According to NASA's Moon Tracker, the lunar sunset commenced on September 4, starting from the location where Chandrayaan-3's lander is situated, which is named Shiv Shakti Point by India, and will extend until September 6. The next lunar sunrise is projected for September 20, according to NASA's tracker, but this may occur slightly later at the south pole, expected on September 22.
“Hoping for a successful awakening for another set of assignments! Else, it will forever stay there as India's lunar ambassador,” ISRO has said.
What has Chandrayaan 3 mission accomplished thus far?
Launched on July 14 as the fourth operational flight of the LVM3 rocket from the Satish Dhawan Space Station in Andhra Pradesh's Sriharikota, India's lunar mission successfully landed on the lunar surface after a spaceflight of over a month on August 23, well within the intended landing site. During its operational period, it conducted several lunar experiments.
1) Before activating the Pragyan rover's sleep mode, the ISRO reported that it had traversed over 100 metres. The rover can only venture up to 500 meters from the Vikram lander before losing communication.
2) The Laser-Induced Breakdown Spectroscope (LIBS) instrument onboard the rover definitively confirmed the presence of Sulphur (S) in the lunar surface near the south pole, marking a historic in-situ measurement. Additionally, Al, Ca, Fe, Cr, Ti, Mn, Si, and O were detected.
3) The Radio Anatomy of Moon Bound Hypersensitive Ionosphere and Atmosphere - Langmuir Probe (RAMBHA-LP) payload onboard Chandrayaan-3 Lander conducted groundbreaking measurements of the near-surface lunar plasma environment over the south polar region.
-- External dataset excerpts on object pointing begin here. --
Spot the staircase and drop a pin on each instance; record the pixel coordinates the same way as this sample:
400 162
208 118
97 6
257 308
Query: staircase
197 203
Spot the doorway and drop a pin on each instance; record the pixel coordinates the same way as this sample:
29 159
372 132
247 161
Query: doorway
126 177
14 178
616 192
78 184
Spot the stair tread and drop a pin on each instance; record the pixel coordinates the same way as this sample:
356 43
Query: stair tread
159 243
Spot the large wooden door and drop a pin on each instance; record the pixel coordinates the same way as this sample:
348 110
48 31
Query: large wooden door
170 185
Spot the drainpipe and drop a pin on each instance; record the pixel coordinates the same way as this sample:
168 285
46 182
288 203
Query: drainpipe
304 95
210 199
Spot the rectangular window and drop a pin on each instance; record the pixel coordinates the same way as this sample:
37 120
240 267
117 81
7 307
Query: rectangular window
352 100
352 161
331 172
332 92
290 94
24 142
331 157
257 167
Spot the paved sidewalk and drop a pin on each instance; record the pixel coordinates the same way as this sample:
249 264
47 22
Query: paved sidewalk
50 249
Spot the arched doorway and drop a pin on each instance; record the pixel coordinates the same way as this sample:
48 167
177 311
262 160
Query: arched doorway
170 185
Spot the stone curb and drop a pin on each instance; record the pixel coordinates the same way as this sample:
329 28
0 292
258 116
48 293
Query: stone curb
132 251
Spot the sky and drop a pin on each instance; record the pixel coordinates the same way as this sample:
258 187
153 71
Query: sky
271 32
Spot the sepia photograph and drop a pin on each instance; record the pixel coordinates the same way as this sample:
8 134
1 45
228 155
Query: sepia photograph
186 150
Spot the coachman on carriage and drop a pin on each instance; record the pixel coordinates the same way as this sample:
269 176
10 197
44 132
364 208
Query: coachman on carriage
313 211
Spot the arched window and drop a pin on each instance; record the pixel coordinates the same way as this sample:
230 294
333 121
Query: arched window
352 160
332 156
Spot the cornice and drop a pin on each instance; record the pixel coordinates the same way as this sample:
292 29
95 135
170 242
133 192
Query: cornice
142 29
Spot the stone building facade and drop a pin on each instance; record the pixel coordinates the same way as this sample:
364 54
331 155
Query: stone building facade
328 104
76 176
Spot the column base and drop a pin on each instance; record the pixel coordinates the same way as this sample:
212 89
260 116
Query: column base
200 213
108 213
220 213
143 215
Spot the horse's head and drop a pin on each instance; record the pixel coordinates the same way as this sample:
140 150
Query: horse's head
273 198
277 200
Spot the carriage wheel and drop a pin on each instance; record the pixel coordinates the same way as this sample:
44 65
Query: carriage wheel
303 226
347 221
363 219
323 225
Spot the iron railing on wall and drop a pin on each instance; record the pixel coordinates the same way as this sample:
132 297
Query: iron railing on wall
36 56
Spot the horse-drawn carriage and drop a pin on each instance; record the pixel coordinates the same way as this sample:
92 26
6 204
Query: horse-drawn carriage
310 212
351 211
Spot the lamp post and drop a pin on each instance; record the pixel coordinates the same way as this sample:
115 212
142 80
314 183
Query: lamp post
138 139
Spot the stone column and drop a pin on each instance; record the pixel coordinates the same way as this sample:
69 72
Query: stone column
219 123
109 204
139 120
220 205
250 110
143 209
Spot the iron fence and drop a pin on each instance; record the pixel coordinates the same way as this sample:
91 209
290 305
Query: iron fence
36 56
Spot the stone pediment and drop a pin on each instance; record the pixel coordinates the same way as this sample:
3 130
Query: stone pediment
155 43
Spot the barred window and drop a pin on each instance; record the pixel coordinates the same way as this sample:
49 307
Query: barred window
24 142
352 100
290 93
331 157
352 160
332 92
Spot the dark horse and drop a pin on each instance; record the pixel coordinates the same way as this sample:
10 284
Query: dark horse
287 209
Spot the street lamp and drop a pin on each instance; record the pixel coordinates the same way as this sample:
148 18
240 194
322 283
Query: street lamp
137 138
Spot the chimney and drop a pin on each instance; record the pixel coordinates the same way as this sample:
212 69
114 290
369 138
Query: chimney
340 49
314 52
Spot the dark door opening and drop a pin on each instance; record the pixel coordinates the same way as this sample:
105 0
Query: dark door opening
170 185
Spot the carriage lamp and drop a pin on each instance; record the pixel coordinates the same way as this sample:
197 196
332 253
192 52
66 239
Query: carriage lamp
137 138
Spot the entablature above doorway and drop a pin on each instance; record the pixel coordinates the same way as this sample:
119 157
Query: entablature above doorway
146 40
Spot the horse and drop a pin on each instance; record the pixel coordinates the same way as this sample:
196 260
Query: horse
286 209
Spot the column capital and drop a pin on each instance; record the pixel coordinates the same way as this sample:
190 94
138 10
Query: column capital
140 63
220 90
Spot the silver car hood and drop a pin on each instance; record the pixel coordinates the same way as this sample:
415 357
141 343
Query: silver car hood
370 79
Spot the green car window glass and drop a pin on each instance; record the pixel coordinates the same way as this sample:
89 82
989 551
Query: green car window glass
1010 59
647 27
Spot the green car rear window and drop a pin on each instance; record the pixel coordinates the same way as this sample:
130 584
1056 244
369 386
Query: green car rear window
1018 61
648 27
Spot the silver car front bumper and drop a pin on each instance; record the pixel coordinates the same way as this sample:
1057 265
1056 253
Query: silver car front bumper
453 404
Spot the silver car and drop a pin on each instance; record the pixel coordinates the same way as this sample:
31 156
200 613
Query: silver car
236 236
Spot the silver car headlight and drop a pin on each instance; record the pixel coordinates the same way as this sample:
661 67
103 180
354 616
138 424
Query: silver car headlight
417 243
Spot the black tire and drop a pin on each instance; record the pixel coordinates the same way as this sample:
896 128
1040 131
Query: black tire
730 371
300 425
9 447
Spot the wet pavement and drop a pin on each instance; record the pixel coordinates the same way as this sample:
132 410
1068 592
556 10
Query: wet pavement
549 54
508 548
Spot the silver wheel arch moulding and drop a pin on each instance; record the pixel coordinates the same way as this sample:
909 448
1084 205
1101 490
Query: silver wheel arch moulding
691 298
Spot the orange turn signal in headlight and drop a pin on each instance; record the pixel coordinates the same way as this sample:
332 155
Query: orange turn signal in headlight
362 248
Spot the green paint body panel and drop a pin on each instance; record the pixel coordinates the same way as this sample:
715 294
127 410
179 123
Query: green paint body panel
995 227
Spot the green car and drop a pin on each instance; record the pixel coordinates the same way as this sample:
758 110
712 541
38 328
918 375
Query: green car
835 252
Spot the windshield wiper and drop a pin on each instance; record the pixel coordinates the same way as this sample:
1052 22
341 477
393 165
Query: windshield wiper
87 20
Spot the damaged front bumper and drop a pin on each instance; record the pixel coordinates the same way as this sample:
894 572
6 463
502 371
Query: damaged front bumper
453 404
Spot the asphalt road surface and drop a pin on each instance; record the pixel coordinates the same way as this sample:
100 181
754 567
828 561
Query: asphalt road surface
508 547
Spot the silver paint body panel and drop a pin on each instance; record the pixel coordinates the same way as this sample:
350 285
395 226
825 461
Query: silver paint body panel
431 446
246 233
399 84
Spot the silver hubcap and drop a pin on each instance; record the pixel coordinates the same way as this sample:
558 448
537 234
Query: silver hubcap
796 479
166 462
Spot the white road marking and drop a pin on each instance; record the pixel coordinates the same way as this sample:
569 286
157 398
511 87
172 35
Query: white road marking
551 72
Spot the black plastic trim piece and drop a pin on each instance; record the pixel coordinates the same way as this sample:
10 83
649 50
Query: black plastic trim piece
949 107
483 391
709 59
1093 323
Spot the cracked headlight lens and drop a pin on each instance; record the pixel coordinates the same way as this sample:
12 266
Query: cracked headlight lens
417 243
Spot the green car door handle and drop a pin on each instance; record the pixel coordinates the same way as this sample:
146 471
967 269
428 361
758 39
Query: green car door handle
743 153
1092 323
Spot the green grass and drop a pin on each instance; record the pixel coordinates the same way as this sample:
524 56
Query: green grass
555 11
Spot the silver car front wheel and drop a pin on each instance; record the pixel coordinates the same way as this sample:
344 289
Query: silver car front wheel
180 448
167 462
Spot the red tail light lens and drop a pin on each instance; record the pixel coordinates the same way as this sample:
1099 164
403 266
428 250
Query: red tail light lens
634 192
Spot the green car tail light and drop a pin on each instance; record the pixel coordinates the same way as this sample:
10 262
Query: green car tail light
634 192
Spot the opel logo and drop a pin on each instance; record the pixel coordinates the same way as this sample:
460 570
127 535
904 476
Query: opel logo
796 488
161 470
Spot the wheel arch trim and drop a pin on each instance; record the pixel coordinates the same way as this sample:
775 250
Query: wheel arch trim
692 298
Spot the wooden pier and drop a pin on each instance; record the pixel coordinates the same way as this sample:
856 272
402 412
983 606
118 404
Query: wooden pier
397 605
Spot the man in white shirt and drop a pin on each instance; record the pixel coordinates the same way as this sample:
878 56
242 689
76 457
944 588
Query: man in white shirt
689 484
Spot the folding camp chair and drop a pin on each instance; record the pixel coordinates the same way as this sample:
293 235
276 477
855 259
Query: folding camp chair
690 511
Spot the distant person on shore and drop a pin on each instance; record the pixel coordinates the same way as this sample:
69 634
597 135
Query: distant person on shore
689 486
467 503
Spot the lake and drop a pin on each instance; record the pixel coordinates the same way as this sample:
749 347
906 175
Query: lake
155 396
Initial assessments indicate that the plasma near the lunar surface is relatively sparse. These quantitative measurements hold the potential to mitigate the interference that Lunar plasma introduces into radio wave communication and contribute to enhanced designs for future lunar missions.
4) The Instrument for the Lunar Seismic Activity (ILSA) payload on Chandrayaan 3 Lander, the first Micro Electro Mechanical Systems (MEMS) technology-based instrument on the moon, recorded the movements of the Rover and other payloads. Additionally, it recorded an event on August 26, which ISRO said, “appears to be of natural origin” and is currently under investigation.
5) The ChaSTE (Chandra's Surface Thermophysical Experiment) instrument measured the temperature profile of the lunar topsoil around the pole to understand the thermal behaviour of the moon's surface. Equipped with a controlled penetration mechanism capable of reaching a depth of 10 cm beneath the surface and fitted with 10 individual temperature sensors, the probe generated a temperature variation graph of the lunar surface/near-surface at various depths during its penetration. This marked the first such profile for the lunar south pole, and detailed observations are ongoing.
6) Another instrument onboard the rover confirmed the presence of Sulphur (S) in the region using a different technique. The Alpha Particle X-ray Spectroscope (APXS) detected S, along with other minor elements. This discovery prompts scientists to develop new theories regarding the source of Sulphur (S) in the area, such as intrinsic, volcanic, meteoritic, and more.